Un novicio preguntó al maestro: “En el Este hay una gran estructura en árbol que los hombres llaman jefatura de la Corporación’. Está hinchada y deformada con vicepresiden¬tes y vicecontables. Esto pone en circulación multitud de notas, que dicen ‘¡Ir Aquí!’ o ‘¡Ir Acá!’ y nadie sabe lo que significa. Cada año se ponen nuevos nombres en las ramas, pero todo en vano. ¿Cómo puede existir una entidad tan innatural?”.

El maestro respondió: “Tú percibes esta inmensa estructura y estás preocupado porque no tiene un propósito racional. ¿No puedes reírte de sus giros sin fin?. ¿No disfrutas de la tranquila facilidad de programar bajo sus ramas protectoras?. ¿Porqué te preocupa su inutilidad?.

7.2

En el Este hay un tiburón que es más largo que cualquier otro pez. Se transforma en un pájaro cuyas alas son como nubes cubriendo el cielo. Cuando este pájaro viaja a cruzando el país, lleva un mensaje de la Jefatura de la Corporación. Este mensaje cae en medio de los programadores, como una gaviota dejando sus huellas en la playa. Entonces el pájaro monta en el viento y, con el cielo azul a sus espaldas, vuelve a casa.

El programador novicio contempla maravillado al pájaro, puesto que no le entiende. El programador medio tiene pavor a la llegada del pájaro, puesto que teme su mensaje. El maestro programador continúa trabajando en su terminal, puesto que no sabe que el pájaro ha venido y se ha ido.

7.3

El Mago de la Torre de Marfil llevó su última invención para que el maestro programador la examinase. El mago empujó una gran caja negra dentro de la oficina del maestro mientras el maestro esperaba en silencio.

“Esto es una Estación de trabajo de propósito general, distribuida e integrada”, comenzó el mago, “ergonómicamente diseñada con un sistema operativo patentado, lenguajes de sexta generación, y los múltiples interfaces de usuario de las últimas tendencias. Mis ayudantes tardaron varios cientos de años humanos para construirlo. No es asombroso”.

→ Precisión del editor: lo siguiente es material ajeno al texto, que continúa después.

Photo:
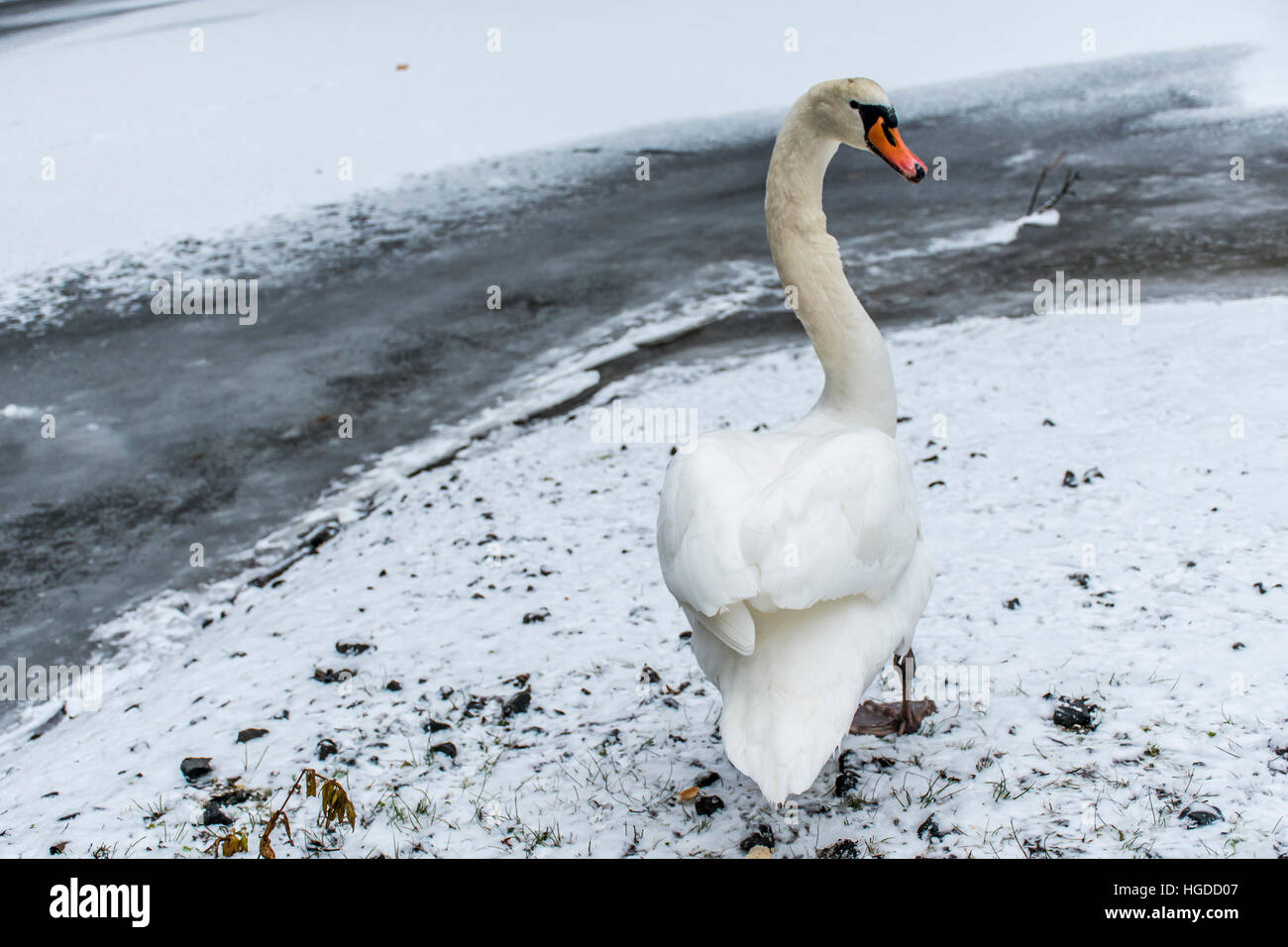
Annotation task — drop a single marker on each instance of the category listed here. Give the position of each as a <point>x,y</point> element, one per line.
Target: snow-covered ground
<point>527,565</point>
<point>171,121</point>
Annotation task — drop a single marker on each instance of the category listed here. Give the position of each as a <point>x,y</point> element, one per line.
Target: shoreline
<point>529,553</point>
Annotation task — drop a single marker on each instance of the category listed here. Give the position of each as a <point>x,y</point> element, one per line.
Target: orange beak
<point>889,145</point>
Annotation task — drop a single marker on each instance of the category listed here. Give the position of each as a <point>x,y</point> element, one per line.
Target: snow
<point>153,142</point>
<point>1136,590</point>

El maestro levantó ligeramente las cejas. “Es realmente asombroso”, dijo

“La Jefatura de la Corporación ha ordenado”, continuó el mago, “que todos usen esta estación de trabajo como plataforma para sus nuevos programas. ¿Estás de acuerdo con eso?”

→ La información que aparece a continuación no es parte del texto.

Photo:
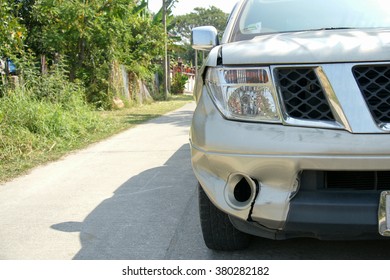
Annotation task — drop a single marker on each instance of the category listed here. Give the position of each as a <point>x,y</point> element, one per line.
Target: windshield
<point>276,16</point>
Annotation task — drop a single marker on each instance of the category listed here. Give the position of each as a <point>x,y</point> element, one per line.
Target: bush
<point>179,83</point>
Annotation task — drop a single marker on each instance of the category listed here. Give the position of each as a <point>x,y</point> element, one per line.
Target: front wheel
<point>218,231</point>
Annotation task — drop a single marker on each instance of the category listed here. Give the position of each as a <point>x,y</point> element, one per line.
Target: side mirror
<point>204,38</point>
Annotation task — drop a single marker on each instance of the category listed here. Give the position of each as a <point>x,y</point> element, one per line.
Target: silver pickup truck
<point>290,137</point>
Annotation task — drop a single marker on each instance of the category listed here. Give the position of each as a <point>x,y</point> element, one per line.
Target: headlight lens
<point>243,94</point>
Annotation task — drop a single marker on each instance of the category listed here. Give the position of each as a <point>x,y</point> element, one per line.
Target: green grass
<point>34,132</point>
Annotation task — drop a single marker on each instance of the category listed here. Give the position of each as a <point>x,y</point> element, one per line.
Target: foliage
<point>35,131</point>
<point>11,31</point>
<point>178,83</point>
<point>89,35</point>
<point>44,116</point>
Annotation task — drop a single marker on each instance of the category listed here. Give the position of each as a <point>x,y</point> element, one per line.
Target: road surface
<point>132,196</point>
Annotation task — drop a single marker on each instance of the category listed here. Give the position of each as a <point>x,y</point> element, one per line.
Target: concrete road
<point>131,197</point>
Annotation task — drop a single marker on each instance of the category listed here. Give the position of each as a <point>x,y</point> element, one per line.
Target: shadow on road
<point>154,215</point>
<point>140,219</point>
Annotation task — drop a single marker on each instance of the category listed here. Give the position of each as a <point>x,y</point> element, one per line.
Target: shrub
<point>178,83</point>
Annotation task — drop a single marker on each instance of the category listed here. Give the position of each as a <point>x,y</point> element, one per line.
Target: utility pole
<point>166,70</point>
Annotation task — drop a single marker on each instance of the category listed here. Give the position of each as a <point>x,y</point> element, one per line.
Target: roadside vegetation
<point>65,88</point>
<point>33,132</point>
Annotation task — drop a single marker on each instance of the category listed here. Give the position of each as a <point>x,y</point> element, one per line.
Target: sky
<point>187,6</point>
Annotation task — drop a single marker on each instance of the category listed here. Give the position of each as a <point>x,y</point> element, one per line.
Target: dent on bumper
<point>274,155</point>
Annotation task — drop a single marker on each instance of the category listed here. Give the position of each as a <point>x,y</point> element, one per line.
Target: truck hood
<point>324,46</point>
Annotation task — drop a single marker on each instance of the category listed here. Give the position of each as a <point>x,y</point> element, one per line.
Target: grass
<point>34,132</point>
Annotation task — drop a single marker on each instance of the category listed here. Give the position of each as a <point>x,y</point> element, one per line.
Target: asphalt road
<point>132,197</point>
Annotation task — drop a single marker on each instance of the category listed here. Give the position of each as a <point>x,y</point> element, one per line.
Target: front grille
<point>302,94</point>
<point>374,83</point>
<point>345,180</point>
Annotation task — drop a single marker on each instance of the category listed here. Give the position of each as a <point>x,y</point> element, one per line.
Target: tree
<point>92,34</point>
<point>12,33</point>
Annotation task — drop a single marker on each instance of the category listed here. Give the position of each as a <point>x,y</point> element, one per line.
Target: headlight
<point>243,94</point>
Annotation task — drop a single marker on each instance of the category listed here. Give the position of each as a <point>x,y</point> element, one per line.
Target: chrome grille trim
<point>302,94</point>
<point>374,84</point>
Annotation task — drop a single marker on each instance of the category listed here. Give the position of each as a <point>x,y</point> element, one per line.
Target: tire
<point>218,232</point>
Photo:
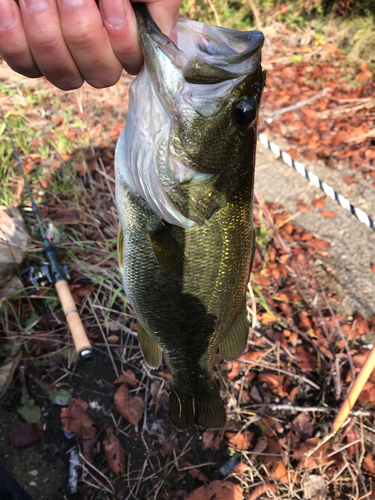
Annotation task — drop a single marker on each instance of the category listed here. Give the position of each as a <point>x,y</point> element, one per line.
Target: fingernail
<point>113,12</point>
<point>7,14</point>
<point>36,6</point>
<point>73,3</point>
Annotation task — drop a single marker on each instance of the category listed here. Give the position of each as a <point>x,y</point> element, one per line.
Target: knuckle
<point>103,81</point>
<point>69,85</point>
<point>45,44</point>
<point>82,37</point>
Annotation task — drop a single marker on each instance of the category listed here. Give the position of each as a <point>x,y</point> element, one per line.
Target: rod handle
<point>81,342</point>
<point>355,391</point>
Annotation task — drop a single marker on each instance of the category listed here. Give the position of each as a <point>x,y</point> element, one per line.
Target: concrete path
<point>353,244</point>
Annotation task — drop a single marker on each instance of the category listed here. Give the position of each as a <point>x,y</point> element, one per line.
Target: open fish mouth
<point>178,83</point>
<point>205,53</point>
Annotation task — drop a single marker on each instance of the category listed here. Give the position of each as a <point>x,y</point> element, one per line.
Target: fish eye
<point>245,112</point>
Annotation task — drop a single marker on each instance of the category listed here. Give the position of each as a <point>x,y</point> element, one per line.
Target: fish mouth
<point>205,54</point>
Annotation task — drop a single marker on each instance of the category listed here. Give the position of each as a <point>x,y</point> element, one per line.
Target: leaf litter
<point>281,395</point>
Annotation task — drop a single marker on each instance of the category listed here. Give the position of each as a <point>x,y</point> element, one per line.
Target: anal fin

“Desde luego”, contestó el maestro, “¡lo transportaré al centro de datos inmediatamen¬te!”. Y el mago volvió a su torre, bien complacido.

Varios días después, un novicio pasaba por la oficina del maestro programador y dijo, “No puedo encontrar el listado de mi nuevo programa. ¿Sabes dónde puede estar?”.

“Sí”, respondió el maestro, “los listados están amontonados en la plataforma en el centro de datos”.

7.4

El maestro programador se mueve de programa en programa sin miedo. Ningún cambio en la administración puede dañarle. El no será despedido, incluso si el proyecto es cancelado. ¿Porqué es esto?. El está rebosando Tao.